Writing logic with Typescript
It may seems silly, but your business logic and domain model are the places where Typescript may give the best contribute. Infact you can easily model your domain with a real object oriented and type checked language, and finally convert them to javascript to reference in pages. In the following snippet I've added a DataService class and a number of classes used to describe and deserialize the response of the USGS Earthquake service:
1: /// <reference path="win.d.ts" />
2:
3: module utils
4: {
5: export class DataService
6: {
7: static USGSUri: string = 'http://earthquake.usgs.gov/earthquakes/feed/geojson/2.5/week';
8:
9: static getPastWeekEvents(): WinJS.Promise
10: {
11: return WinJS.xhr(
12: {
13: url: DataService.USGSUri,
14: data: null, headers: null, type: null, user: null, password: null, responseType: null
15: }).then(
16: (request) =>
17: {
18: var data: EarthquakeResponse = <EarthquakeResponse>JSON.parse(request.response);
19: var result: Earthquake[] = [];
20:
21: for (var i = 0; i < data.features.length; i++)
22: {
23: var item = data.features[i];
24:
25: if (data.features[i].properties.mag < 0)
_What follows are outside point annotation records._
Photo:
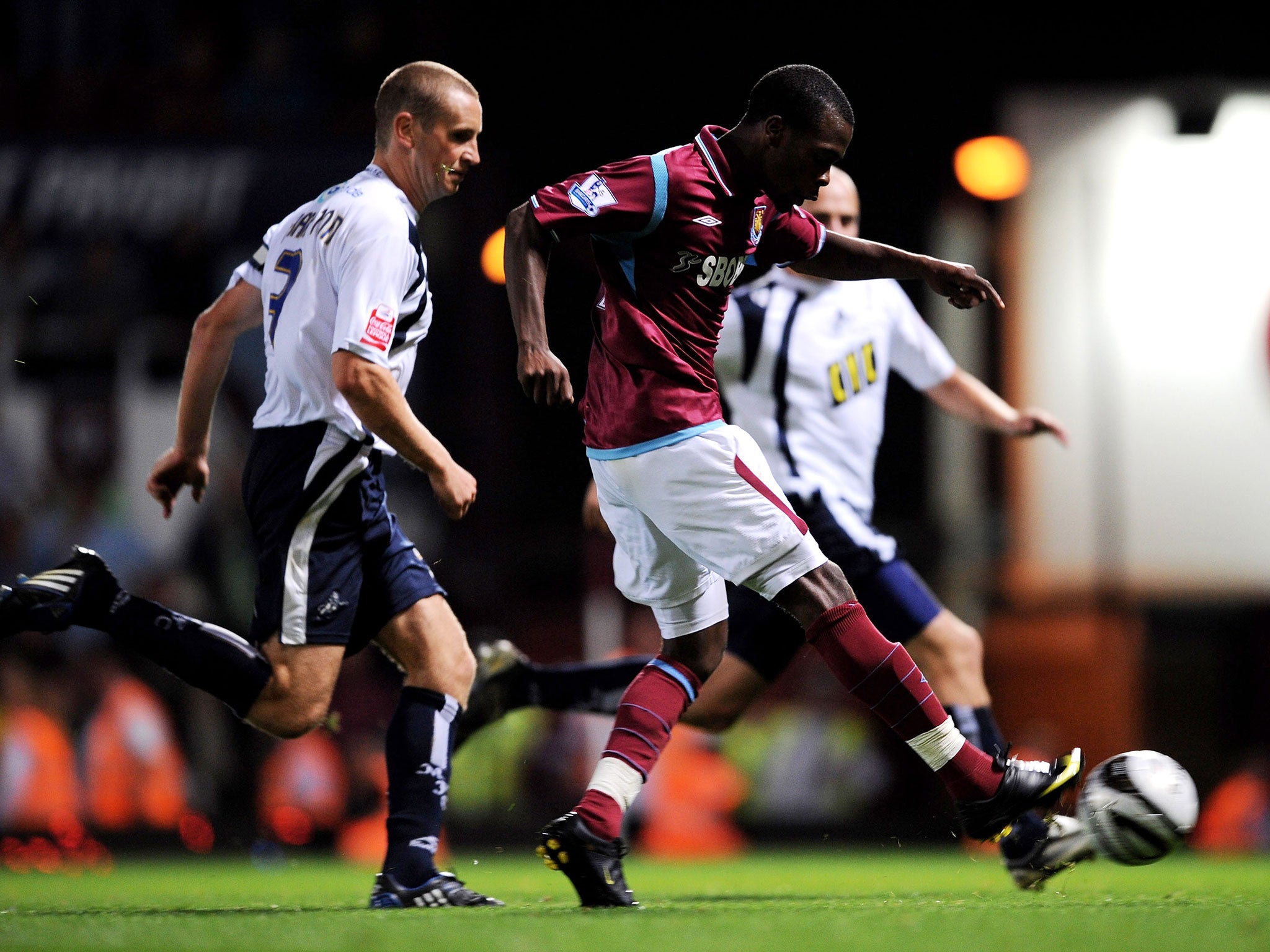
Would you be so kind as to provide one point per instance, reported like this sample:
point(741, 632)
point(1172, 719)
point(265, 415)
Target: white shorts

26: data.features[i].properties.mag = -data.features[i].properties.mag;
27:
28: var eq: Earthquake = new Earthquake();
29: eq.id = item.id;
30: eq.magnitude = Math.round(item.properties.mag);
31: eq.description = item.properties.place;
32: // other properties...
33:
34: result.push(eq);
35: }
36:
37: return result;
38: });
39: }
40: }
41:
42: export class EarthquakeResponse
43: {
44: features: EarthquakeItem[];
45: }
46:
47: export class EarthquakeItem
48: {
49: id: string;
50: type: string;
51: properties: EarthquakeDetail;
52: geometry: EarthquakeGeometry;
53: }
54:
55: export class EarthquakeDetail
56: {
57: mag: number;
58: place: string;
59: time: number;
60: updated: number;
61: tz: number;
62: url: string;
63: felt: string;
64: cdi: string;
65: mmi: string;
66: alert: string;
67: status: string;
68: tsunami: string;
69: sig: string;
70: net: string;
71: code: string;
72: ids: string;
73: sources: string;
74: types: string;
75: }
76:
77: export class EarthquakeGeometry
78: {
79: type: string;
80: coordinates: number[];
81: }
82:
83: export class Earthquake
84: {
85: id: string;
86: description: string;
87: uri: string;
88: uTCDate: Date;
89: localDate: Date;
90: epicenterDate: Date;
91: magnitude: number;
92: elevation: number;
93: latitude: number;
94: longitude: number;
95: level: number;
96: }
97: }
98:
The code I've provided here exposes a method to download a feed, deserializes it and then extract the information in a known type that is useful for binding to the user interface. It supports the WinJS promises as explained in the previous article. It is a good example of how Typescript can make stronger your code. Here is how to use the compiled output, you have to ensure is part of the project adding the "utils.js" to the solution:
1: utils.DataService.getPastWeekEvents()
2: .then((eqs) =>
3: {
4: // bind earthquakes to the interface here...
5: });
Once you get in touch with Typescript I'm pretty sure you will be very enthusiast of the support it does to you while coding. I hope that Microsoft adds as soon as possible a regular and complete suppor to this smart language, but for the moment you can start to take advantage of it right now.